6En aquellos días, las personas buscarán la muerte, pero no la encontrarán. Ellos desearán morir, pero la muerte huirá de ellos.
7Las langostas parecían caballos preparados para batalla. En sus cabezas había algo como coronas de oro y sus caras eran como caras humanas.
8Ellas tenían cabellos como los cabellos de mujer y sus dientes eran como de leones.
9Ellas tenían corazas como corazas de hierro y el sonido de sus alas eran como el sonido hecho por muchos carruajes y caballos corriendo a la batalla.
10Ellas tenían colas con aguijones como de escorpiones; en sus colas, ellas tenían el poder de dañar las personas por cinco meses.
11Ellas tenían como rey sobre ellos al ángel del abismo sin fin. Su nombre en hebreo era Abadón, en griego tenía el nombre Apolión.
12El primer Ay ha pasado. ¡Miren! Después de esto habrán de venir dos desastres más.

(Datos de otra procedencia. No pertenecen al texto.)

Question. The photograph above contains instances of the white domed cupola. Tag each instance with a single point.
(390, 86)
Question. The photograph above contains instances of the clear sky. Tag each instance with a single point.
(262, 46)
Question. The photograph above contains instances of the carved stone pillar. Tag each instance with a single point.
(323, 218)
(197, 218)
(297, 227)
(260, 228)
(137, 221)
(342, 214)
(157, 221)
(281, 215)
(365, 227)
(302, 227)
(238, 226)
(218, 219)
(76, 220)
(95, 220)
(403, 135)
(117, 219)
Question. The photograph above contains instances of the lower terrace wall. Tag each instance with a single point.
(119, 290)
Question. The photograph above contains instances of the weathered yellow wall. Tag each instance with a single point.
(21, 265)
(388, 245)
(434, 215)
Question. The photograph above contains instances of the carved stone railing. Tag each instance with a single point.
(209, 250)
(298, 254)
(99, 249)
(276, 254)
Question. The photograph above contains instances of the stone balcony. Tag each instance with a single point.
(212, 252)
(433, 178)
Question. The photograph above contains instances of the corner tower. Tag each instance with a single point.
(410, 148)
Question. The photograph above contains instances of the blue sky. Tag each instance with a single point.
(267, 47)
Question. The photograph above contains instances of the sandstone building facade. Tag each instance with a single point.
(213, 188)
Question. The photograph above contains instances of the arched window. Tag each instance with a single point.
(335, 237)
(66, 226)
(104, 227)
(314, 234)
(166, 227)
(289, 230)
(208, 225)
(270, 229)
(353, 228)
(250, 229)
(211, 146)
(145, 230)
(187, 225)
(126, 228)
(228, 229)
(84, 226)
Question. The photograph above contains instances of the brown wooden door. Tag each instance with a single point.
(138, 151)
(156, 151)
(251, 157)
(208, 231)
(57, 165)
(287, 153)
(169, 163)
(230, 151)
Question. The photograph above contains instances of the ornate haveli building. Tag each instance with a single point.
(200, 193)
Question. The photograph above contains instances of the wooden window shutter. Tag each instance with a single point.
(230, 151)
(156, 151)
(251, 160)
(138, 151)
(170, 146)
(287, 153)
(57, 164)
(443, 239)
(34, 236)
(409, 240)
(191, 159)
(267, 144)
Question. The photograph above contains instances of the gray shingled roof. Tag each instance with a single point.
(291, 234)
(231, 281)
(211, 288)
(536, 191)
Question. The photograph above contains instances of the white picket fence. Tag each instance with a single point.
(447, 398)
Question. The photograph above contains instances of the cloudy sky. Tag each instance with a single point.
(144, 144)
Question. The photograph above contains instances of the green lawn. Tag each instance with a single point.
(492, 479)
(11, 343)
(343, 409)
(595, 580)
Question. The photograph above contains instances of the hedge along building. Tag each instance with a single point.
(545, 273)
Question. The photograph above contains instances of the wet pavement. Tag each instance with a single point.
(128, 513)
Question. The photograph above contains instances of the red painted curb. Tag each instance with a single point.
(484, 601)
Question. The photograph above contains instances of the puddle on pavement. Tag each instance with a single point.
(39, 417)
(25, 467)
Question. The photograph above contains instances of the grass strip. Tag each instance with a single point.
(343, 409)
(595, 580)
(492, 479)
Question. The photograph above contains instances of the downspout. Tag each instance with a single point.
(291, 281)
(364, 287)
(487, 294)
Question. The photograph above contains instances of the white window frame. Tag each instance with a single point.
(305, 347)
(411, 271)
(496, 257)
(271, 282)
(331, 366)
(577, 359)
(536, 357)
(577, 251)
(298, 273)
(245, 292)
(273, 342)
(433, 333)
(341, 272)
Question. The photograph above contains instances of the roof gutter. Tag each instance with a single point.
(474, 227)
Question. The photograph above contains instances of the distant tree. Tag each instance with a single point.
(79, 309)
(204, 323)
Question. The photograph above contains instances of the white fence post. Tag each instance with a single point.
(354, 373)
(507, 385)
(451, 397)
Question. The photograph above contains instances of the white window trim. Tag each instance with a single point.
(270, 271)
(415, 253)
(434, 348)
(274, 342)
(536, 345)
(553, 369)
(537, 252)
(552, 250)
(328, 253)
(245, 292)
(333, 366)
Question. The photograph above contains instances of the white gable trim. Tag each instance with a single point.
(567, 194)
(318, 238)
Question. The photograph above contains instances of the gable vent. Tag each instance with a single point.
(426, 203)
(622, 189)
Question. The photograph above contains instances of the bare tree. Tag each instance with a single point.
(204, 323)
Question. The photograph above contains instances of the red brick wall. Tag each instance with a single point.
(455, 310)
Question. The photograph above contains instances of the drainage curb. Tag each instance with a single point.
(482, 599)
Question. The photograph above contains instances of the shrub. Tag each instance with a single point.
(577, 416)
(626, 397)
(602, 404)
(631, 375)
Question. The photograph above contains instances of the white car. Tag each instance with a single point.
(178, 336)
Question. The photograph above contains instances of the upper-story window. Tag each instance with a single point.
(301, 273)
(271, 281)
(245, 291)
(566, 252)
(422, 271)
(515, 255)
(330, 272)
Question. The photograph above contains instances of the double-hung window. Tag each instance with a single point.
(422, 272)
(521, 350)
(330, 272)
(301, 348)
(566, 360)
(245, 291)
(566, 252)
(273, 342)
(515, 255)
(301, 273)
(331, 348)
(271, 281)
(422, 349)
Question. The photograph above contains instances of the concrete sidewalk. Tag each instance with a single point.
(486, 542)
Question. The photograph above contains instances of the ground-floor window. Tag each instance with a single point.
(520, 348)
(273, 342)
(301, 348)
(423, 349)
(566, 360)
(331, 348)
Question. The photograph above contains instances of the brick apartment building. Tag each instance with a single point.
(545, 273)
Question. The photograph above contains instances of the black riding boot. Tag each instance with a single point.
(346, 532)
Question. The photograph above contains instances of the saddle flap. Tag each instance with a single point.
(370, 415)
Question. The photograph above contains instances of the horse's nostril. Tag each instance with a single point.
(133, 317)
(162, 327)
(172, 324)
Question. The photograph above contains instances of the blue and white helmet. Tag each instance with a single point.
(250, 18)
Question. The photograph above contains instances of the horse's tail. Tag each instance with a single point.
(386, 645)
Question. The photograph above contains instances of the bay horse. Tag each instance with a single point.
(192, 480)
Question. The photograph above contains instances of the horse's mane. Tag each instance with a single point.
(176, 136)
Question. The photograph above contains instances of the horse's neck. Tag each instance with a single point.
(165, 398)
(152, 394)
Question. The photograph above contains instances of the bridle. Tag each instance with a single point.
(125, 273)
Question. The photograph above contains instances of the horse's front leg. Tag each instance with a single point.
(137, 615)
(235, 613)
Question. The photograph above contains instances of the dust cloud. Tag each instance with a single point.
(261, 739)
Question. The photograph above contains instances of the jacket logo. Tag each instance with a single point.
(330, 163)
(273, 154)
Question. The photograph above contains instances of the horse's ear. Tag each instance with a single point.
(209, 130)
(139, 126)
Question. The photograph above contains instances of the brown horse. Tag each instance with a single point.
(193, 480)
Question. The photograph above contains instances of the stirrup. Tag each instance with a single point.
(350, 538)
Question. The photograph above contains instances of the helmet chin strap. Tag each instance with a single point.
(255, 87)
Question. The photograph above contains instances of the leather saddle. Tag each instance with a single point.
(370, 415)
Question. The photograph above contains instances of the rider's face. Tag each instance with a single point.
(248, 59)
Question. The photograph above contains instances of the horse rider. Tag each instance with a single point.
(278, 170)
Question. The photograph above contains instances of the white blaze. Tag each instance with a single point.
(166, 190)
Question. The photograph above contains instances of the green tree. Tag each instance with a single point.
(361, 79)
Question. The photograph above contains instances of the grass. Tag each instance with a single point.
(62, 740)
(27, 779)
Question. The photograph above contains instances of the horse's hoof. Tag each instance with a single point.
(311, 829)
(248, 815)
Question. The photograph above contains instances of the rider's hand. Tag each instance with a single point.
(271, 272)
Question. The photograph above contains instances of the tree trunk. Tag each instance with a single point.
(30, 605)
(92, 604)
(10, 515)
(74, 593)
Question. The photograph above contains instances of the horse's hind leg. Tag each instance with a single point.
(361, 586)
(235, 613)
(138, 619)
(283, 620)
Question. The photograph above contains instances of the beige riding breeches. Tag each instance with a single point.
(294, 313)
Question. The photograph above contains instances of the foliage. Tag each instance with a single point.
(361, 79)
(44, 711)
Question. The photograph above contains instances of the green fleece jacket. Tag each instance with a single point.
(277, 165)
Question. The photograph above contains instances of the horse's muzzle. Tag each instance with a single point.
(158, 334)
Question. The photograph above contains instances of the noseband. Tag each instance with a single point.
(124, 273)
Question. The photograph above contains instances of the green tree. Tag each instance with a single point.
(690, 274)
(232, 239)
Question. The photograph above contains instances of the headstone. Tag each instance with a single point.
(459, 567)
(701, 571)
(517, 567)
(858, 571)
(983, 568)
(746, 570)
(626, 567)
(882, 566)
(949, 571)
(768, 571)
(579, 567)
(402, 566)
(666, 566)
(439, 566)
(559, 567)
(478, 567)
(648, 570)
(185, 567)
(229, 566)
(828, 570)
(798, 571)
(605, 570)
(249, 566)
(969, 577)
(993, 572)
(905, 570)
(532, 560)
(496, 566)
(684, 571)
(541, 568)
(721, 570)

13El sexto ángel sonó su trompeta y yo escuché una voz viniendo de los cuernos del altar de oro que está presente delante de Dios.
14La voz dijo al sexto ángel que tenía la trompeta: "Liberen los cuatros ángeles que están encadenados en el gran río Eúfrates."
15Los cuatro ángeles que habían sido preparados para esa hora, ese día, ese mes y ese año, fueron liberados para matar a un tercio de la humanidad.
16El número de los soldados a caballo era de 200, 000, 000. Yo escuché su número.
17Así es como yo vi los caballos en mi visión y aquellos que los cabalgaban: Sus corazas eran rojo como fuego, azul oscuro y amarillo como azufre. Las cabezas de los caballos se asemejaban a las cabezas de leones, y fuera de sus bocas salían fuego, humo y azufre.
18Un tercio de las personas fueron muertas por éstas tres plagas: el fuego, el humo y el azufre que salía de sus bocas.
19Pues el poder de los caballos estaba en sus bocas y en sus colas- pues sus colas eran como serpientes, y ellos tenían cabezas con las cuales infligían heridas a las personas.
20El resto de la humanidad, aquellos que no fueron muertos por estas plagas, no se arrepintieron de las obras que ellos habían hecho, ni tampoco dejaron de adorar demonios e ídolos de oro, plata, bronce, piedra y madera -cosas que no podían ver, escuchar o caminar.
21Tampoco ellos se arrepintieron de sus homicidios, sus hechicerías, su inmoralidad sexual ni de sus conductas de robos.